First of all, the goal of the analysis is to identify nucleotide sequences exclusive of Pseudomonas. It's a wide range of organisms and I'm aware of that. Unfortunately, the person who asked me to do this did not give me proper instructions or define a specific organism.
Since exclusive nt sequences could be found in the whole genome and not only on CDSs, I'm trying to figure out how to analyze the whole genome sequence for this purpose. I've done this before but only working with CDSs and proteins. I came up with an idea to use local blastn to blast search the whole genome against the Pseudomonas nt database. Firstly, the blastn search would find the hits and I would filter out the non-hits; secondly, a file containing the hits would be blasted against the bacteria nr/nt database to find the hits and non-hits and then I would filter out the hits (since they imply sequence similarity with other organisms). Correct me if this method is wrong.
If the above method is okay, then the problem is that I can't figure out how to check the nucleotide sequences that aligned with sequences in the blast database.

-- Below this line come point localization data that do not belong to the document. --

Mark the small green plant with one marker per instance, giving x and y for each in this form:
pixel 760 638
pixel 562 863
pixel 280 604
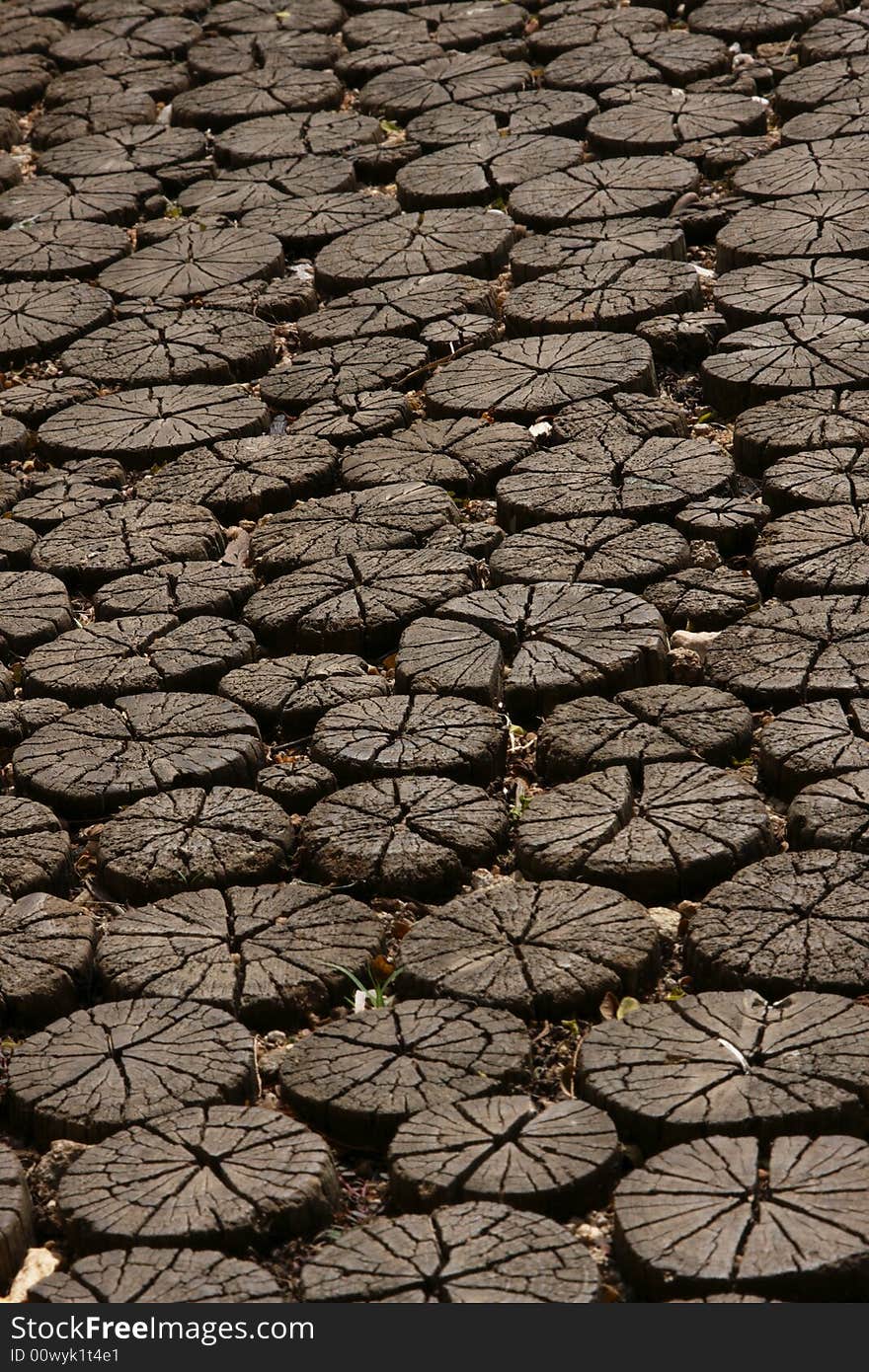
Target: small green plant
pixel 375 995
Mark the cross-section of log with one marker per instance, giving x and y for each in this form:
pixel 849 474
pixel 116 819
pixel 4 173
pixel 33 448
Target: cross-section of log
pixel 559 643
pixel 158 347
pixel 810 225
pixel 358 602
pixel 98 1070
pixel 598 191
pixel 792 650
pixel 729 1062
pixel 813 742
pixel 474 242
pixel 35 848
pixel 460 1255
pixel 616 474
pixel 182 589
pixel 609 295
pixel 158 1276
pixel 832 813
pixel 650 724
pixel 274 955
pixel 544 953
pixel 97 759
pixel 38 320
pixel 805 420
pixel 415 836
pixel 465 456
pixel 137 653
pixel 672 832
pixel 189 838
pixel 127 537
pixel 359 1077
pixel 401 514
pixel 198 1178
pixel 815 552
pixel 781 355
pixel 151 422
pixel 790 1221
pixel 288 695
pixel 45 957
pixel 792 922
pixel 558 1161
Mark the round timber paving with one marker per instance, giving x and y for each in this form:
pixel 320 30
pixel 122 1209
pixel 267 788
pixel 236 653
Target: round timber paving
pixel 408 837
pixel 180 589
pixel 272 955
pixel 452 78
pixel 614 474
pixel 397 308
pixel 534 648
pixel 812 225
pixel 609 552
pixel 540 951
pixel 478 1252
pixel 790 1221
pixel 45 957
pixel 246 478
pixel 558 1161
pixel 661 119
pixel 783 355
pixel 36 320
pixel 815 552
pixel 288 695
pixel 102 1069
pixel 353 523
pixel 17 1223
pixel 162 347
pixel 53 252
pixel 275 88
pixel 605 190
pixel 728 1062
pixel 189 838
pixel 806 169
pixel 803 420
pixel 465 456
pixel 126 537
pixel 650 724
pixel 404 735
pixel 792 922
pixel 530 376
pixel 812 744
pixel 614 295
pixel 35 848
pixel 225 1175
pixel 608 240
pixel 795 650
pixel 794 285
pixel 816 478
pixel 94 760
pixel 327 373
pixel 194 260
pixel 358 1079
pixel 758 22
pixel 158 1276
pixel 151 422
pixel 832 813
pixel 34 609
pixel 472 242
pixel 671 832
pixel 359 602
pixel 136 653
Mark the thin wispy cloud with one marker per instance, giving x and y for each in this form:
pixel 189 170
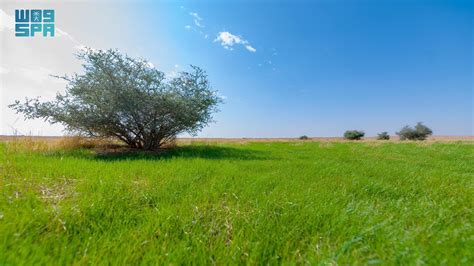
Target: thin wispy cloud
pixel 228 40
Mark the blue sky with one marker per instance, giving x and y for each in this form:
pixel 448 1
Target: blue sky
pixel 316 68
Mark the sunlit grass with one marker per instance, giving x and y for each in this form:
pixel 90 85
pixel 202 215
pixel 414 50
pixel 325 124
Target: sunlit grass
pixel 258 203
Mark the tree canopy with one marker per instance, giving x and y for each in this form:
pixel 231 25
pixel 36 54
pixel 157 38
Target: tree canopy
pixel 126 98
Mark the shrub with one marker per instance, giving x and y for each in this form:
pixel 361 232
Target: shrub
pixel 128 99
pixel 419 132
pixel 383 136
pixel 353 134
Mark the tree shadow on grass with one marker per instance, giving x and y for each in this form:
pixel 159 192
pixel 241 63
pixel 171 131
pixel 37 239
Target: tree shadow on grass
pixel 187 152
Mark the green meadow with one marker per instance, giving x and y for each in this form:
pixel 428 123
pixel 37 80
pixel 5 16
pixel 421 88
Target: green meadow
pixel 385 203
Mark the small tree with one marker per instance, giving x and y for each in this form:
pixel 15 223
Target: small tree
pixel 126 98
pixel 383 136
pixel 354 134
pixel 419 132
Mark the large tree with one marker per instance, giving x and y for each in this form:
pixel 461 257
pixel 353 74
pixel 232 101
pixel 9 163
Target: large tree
pixel 127 98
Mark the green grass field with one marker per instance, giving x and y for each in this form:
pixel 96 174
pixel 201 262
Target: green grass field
pixel 253 203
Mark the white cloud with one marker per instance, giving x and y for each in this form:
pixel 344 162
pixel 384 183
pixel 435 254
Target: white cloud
pixel 228 40
pixel 197 19
pixel 250 48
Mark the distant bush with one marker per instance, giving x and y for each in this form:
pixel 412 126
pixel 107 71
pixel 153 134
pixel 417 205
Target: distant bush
pixel 353 134
pixel 383 136
pixel 419 132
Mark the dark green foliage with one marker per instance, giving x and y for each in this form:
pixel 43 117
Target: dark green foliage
pixel 354 134
pixel 383 136
pixel 419 132
pixel 126 98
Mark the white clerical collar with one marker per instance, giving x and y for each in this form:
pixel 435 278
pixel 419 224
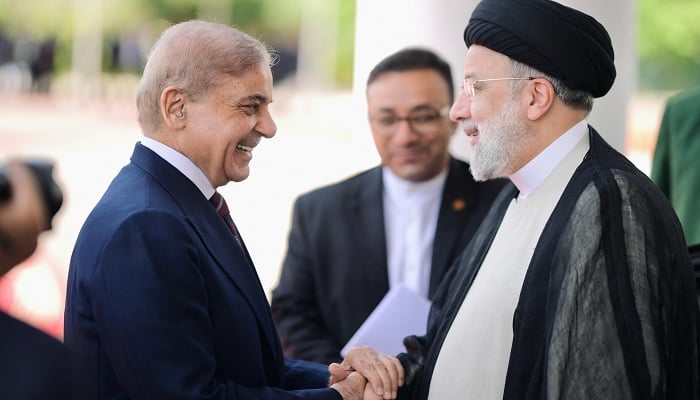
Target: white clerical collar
pixel 531 176
pixel 399 188
pixel 182 164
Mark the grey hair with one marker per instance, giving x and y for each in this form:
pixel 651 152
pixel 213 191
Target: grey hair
pixel 576 99
pixel 193 56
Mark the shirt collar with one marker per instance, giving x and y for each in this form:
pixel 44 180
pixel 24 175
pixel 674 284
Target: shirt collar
pixel 182 164
pixel 531 176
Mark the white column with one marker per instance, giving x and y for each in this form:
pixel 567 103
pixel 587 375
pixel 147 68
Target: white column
pixel 385 26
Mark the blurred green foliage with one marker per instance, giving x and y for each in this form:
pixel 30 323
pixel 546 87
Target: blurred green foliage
pixel 668 34
pixel 668 37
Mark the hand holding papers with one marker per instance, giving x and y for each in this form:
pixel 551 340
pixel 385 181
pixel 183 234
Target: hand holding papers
pixel 400 313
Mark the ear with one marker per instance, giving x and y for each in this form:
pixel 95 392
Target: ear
pixel 172 107
pixel 541 96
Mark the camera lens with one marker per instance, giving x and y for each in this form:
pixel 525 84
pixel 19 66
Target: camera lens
pixel 5 188
pixel 50 192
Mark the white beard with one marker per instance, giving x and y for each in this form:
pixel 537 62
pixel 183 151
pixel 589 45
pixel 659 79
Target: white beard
pixel 500 140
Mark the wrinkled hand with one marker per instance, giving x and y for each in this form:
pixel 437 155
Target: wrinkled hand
pixel 369 394
pixel 384 373
pixel 351 388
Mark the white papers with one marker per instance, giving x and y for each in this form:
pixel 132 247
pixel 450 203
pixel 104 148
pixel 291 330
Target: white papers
pixel 401 313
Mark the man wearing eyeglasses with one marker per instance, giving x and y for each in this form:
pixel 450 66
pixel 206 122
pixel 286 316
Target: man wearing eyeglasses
pixel 578 284
pixel 398 224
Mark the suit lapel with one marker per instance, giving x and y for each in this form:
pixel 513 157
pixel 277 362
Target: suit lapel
pixel 457 201
pixel 367 227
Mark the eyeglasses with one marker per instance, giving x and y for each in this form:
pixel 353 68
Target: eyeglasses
pixel 470 85
pixel 423 122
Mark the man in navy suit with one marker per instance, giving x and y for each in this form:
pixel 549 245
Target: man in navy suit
pixel 399 224
pixel 33 365
pixel 163 300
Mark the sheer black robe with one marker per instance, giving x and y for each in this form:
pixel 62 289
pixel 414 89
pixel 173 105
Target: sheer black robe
pixel 607 309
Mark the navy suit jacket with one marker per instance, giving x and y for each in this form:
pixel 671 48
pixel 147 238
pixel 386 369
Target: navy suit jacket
pixel 162 303
pixel 335 271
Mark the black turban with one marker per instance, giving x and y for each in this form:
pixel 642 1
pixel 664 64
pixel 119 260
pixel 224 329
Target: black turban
pixel 557 40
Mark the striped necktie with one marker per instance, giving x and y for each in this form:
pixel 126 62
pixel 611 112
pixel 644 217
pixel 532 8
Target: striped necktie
pixel 217 200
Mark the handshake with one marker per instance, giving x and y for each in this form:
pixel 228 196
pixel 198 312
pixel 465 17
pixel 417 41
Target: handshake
pixel 367 374
pixel 29 199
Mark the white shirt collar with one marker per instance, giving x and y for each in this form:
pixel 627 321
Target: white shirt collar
pixel 182 164
pixel 531 176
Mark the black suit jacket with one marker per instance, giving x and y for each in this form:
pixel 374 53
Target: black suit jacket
pixel 33 365
pixel 335 270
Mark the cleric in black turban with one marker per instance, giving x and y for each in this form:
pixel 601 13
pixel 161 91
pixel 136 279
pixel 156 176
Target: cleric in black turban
pixel 557 40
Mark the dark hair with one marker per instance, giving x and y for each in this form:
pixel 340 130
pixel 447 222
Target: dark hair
pixel 411 59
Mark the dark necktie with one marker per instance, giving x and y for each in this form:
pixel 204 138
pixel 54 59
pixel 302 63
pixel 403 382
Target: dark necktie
pixel 217 200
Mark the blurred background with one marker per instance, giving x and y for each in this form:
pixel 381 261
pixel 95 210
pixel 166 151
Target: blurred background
pixel 69 70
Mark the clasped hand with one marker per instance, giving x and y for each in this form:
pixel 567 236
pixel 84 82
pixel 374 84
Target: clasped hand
pixel 367 373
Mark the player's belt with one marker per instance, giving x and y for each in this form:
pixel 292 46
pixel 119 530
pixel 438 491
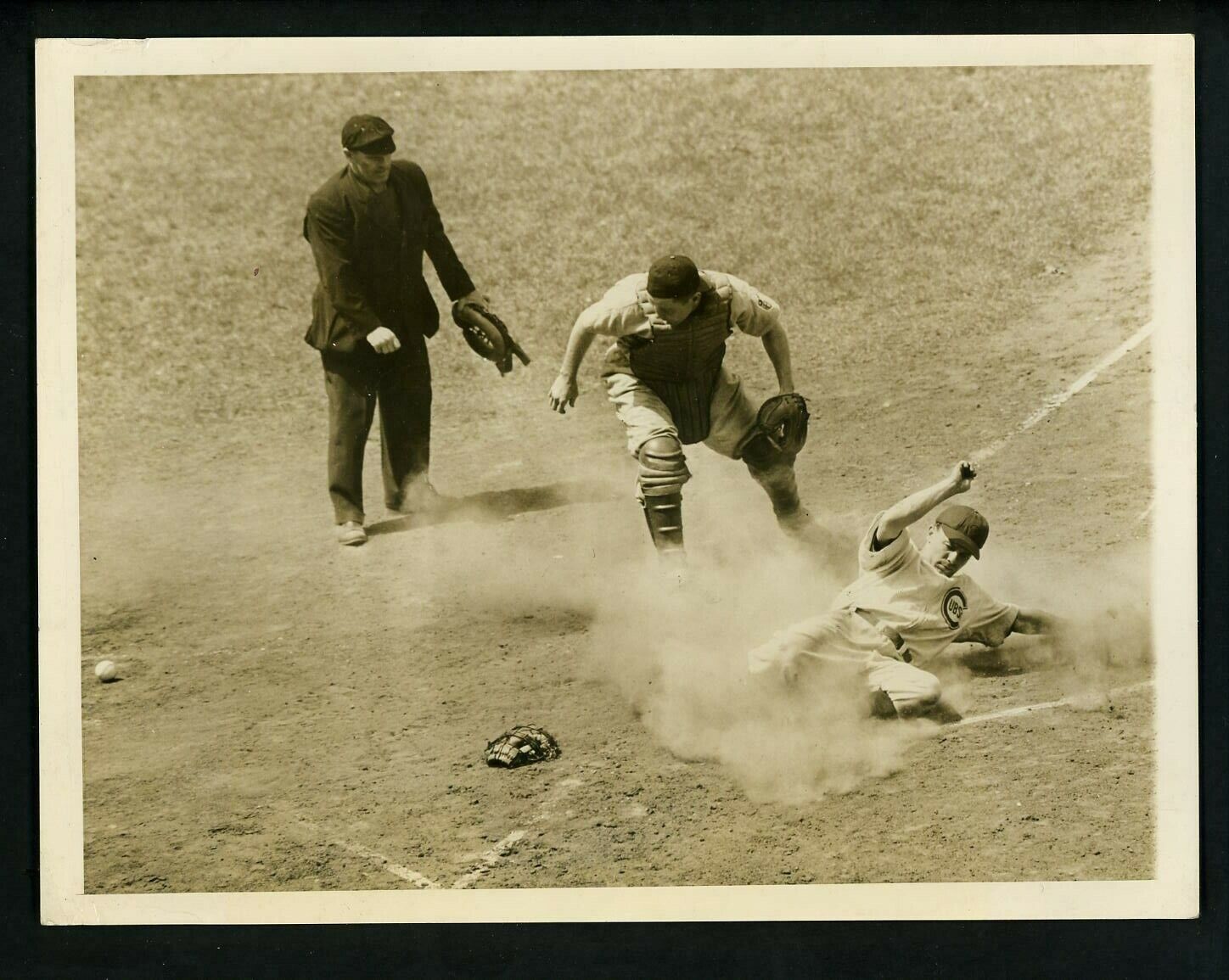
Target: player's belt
pixel 892 636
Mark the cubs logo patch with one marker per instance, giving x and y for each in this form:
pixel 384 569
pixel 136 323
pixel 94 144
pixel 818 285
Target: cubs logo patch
pixel 954 606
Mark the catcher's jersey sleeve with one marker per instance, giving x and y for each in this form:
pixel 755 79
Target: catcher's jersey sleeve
pixel 752 312
pixel 619 312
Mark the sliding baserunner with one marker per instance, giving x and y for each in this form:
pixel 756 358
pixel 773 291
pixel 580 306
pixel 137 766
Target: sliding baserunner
pixel 906 608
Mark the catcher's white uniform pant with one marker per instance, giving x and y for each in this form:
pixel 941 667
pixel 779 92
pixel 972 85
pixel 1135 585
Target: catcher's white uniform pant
pixel 844 641
pixel 644 415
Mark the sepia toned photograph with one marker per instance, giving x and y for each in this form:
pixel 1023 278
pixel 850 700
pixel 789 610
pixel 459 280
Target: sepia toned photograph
pixel 605 477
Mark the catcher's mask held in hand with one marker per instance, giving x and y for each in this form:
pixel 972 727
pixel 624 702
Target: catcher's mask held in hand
pixel 521 746
pixel 782 420
pixel 487 335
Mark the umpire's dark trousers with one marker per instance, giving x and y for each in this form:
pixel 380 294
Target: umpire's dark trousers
pixel 401 382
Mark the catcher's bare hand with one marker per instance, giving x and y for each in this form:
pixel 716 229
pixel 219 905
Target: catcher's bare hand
pixel 962 475
pixel 384 340
pixel 563 393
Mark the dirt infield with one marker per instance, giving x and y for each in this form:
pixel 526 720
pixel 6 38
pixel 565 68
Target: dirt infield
pixel 293 715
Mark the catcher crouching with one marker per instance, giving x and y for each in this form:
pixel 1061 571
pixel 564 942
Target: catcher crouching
pixel 670 389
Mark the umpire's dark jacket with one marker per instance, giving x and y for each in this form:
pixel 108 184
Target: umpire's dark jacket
pixel 348 304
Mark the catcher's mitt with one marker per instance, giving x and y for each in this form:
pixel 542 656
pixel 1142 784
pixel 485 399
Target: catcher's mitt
pixel 487 335
pixel 521 746
pixel 782 420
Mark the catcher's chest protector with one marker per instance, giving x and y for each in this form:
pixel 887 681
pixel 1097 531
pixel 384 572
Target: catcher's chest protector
pixel 681 364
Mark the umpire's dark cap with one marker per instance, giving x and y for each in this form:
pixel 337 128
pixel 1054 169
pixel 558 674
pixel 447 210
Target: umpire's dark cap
pixel 966 529
pixel 674 277
pixel 368 134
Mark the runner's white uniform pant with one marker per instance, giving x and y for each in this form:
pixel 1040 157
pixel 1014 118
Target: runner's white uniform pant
pixel 842 640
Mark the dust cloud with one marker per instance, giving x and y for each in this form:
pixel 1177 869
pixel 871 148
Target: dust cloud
pixel 1104 604
pixel 677 652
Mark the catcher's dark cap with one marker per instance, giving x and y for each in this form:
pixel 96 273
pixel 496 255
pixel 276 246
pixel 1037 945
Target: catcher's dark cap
pixel 368 134
pixel 674 277
pixel 966 529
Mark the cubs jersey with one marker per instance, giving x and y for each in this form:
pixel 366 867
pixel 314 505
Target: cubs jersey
pixel 928 609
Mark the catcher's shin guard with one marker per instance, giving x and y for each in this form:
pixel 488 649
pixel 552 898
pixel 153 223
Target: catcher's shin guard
pixel 663 474
pixel 774 472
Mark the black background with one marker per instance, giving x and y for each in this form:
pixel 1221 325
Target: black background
pixel 1099 949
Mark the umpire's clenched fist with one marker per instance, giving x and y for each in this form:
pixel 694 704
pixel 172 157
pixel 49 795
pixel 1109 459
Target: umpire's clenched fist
pixel 563 393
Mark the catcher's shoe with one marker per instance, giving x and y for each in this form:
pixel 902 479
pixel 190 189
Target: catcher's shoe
pixel 351 533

Remember, this is a complete record with no annotation since I want to analyze the whole genome and not only the coding regions. I'm currently trying to play with the -outfmt parameter but this will take a while since each analysis take quite a time. Web BLAST is out of the question since the analysis is too CPU intensive (resulting in CPU usage limit on web BLAST)
If anyone knows how to solve this, I ask you kindly to show me the way. Thanks.